Weiter an der Pleiße wird der Bundeswehrdisziplinaranwalt beim Bundesverwaltungsgericht seinen Dienst tun. Darüber hinaus wird die Messestadt wie bisher eine Fahrschuleinheit, Sanitäter und Feldjäger aufnehmen.

Als Ort der neuen Stabsstelle für die Heeresausbildung dürfte Leipzig auch qualifiziert haben, dass im nahen Delitzsch die Unteroffizierschule und in der Landeshauptstadt Dresden die Offizierschule ihren Dienstsitz haben und behalten werden.

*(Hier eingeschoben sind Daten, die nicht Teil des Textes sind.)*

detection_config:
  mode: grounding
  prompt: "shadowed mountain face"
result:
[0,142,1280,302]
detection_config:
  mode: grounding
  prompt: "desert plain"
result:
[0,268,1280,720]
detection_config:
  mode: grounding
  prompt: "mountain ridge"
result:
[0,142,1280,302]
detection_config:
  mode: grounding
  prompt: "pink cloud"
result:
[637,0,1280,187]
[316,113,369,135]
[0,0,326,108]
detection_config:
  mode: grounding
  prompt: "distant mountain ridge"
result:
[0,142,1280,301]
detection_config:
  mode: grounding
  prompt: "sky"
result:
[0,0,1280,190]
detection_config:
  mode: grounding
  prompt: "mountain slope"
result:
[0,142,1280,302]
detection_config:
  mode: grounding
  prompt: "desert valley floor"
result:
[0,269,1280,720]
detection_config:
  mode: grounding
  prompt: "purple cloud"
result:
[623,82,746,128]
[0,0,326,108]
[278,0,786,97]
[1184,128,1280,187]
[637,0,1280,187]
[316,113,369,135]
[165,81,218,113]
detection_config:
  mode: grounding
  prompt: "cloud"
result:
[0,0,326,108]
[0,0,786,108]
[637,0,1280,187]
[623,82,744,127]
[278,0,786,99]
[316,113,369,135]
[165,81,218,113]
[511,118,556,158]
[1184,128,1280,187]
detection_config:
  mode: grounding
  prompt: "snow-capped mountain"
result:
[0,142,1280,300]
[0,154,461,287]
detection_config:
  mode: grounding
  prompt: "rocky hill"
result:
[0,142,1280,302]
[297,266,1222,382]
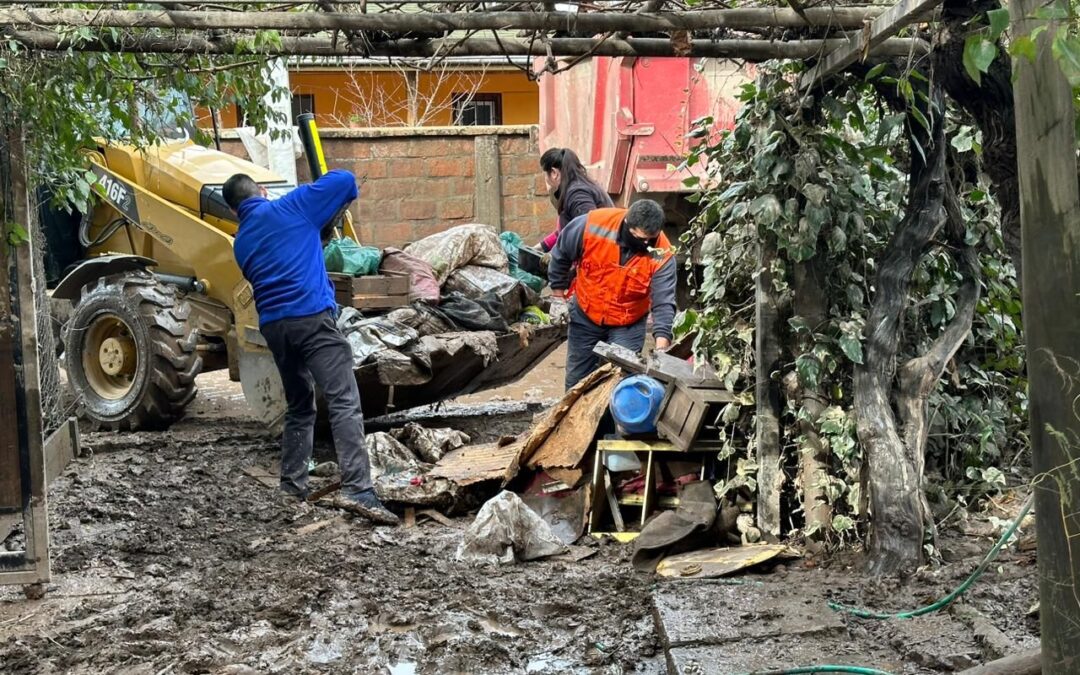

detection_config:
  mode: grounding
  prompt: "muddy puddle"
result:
[0,371,1038,675]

Garnisonsstadt zu sein ist nicht das zentrale Attribut Leipzigs. Insofern ist die Reduzierung der Dienstposten für die Stadt sicher zu verkraften. Doch im Jahrhundert der Massenarmeen, zweier Weltkriege und eines Kalten Krieges fanden umfangreiche Truppenkörper an Weißer Elster und Pleiße Aufnahme, nicht nur zum Wohle der Stadt. Künftig aber geht es einige Nummern kleiner.Gleichwohl schaut man in Leipzig immer sehr darauf, wo man im Ranking der deutschen Großstädte einkommt. Deshalb ist der Erhalt einer Zwei-Sterne-General-Stelle in Gohlis psychologisch nicht ohne Belang. Auch bleibt die Bundeswehr mit ihren Soldatinnen und Soldaten Teil der Leipziger Stadtgesellschaft.

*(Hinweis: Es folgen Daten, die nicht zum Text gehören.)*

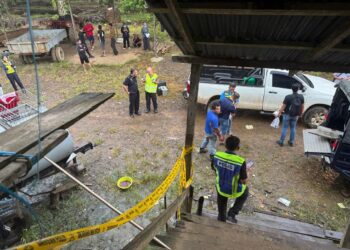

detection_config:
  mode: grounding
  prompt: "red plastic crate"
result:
[0,92,19,111]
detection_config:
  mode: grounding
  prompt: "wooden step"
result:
[155,215,339,250]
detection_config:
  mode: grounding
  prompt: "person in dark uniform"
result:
[212,135,249,223]
[78,24,94,58]
[123,68,141,118]
[120,23,130,49]
[109,23,118,56]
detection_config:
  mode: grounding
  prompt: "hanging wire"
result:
[26,0,41,180]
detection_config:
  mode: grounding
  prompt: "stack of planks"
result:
[0,93,114,185]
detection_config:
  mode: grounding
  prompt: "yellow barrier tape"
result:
[12,147,192,250]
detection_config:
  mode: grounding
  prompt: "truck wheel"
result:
[206,97,220,112]
[304,106,328,128]
[55,46,64,62]
[50,47,57,62]
[25,55,33,64]
[19,55,27,64]
[68,27,78,45]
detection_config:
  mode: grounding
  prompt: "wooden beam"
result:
[172,55,350,72]
[123,189,188,250]
[165,0,195,54]
[340,219,350,248]
[148,1,350,16]
[0,129,68,187]
[185,64,202,213]
[305,20,350,62]
[194,40,350,52]
[0,93,114,169]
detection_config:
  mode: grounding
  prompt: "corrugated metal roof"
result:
[147,0,350,71]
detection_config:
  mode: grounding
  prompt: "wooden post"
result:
[184,64,202,213]
[68,0,78,41]
[340,218,350,249]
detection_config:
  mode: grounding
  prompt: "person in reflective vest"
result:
[144,67,158,113]
[2,55,26,93]
[212,135,249,223]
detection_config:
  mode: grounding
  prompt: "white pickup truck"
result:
[184,65,336,127]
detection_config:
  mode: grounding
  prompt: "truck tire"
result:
[206,97,220,112]
[19,55,27,64]
[25,55,33,64]
[304,106,328,128]
[50,47,57,62]
[55,46,64,62]
[68,27,78,45]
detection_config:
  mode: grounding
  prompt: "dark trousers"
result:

Und mit Erhalt der General-Olbricht-Kaserne in Gohlis gibt es weiter einen sehr authentischen Ort, eines der Köpfe des militärischen Widerstandes gegen den Nationalsozialismus zu erinnern. Seine Beteiligung in dem gescheiterten Aufstand gegen Hitler bezahlte der gebürtige Sachse Friedrich Olbricht (1888 – 1944) noch am Abend des 20. Juli mit dem Leben. An den Fakten ändert auch nichts, dass Olbricht in der gerade im öffentlich-rechtlichen Fernsehen gezeigten Hollywood-Produktion “Walküre” neben Tom-Cruise-Stauffenberg eher als Zauderer dargestellt wird.

Nun war der Erhalt des Stabes der 13. Panzergrenadierdivision in Leipzig von manchen zum Lackmustest für den Stellenwert Ostdeutschlands im künftigen Stationierungskonzept der Bundeswehr erhoben worden. Was Leipzig hier nun an einer wichtigen Kommandoebene verliert, wird im räumlichen Umfeld der politischen Führung in Berlin sehr wohl kompensiert. So wird der Inspekteur des Heeres künftig in Strausberg östlich von Berlin Dienst tun, sein Amtskollege von der Luftwaffe zieht nach Gatow am westlichen Rand der Bundeshauptstadt. Und die Marine wird demnächst von ihrem Inspekteur von Rostock aus geführt.

Dass aus dem Hauptstadtbeschluss von 1991 nun sukzessive und ganz pragmatisch die funktionalen Schlussfolgerungen gezogen werden, überrascht in dieser Deutlichkeit dann doch ein wenig.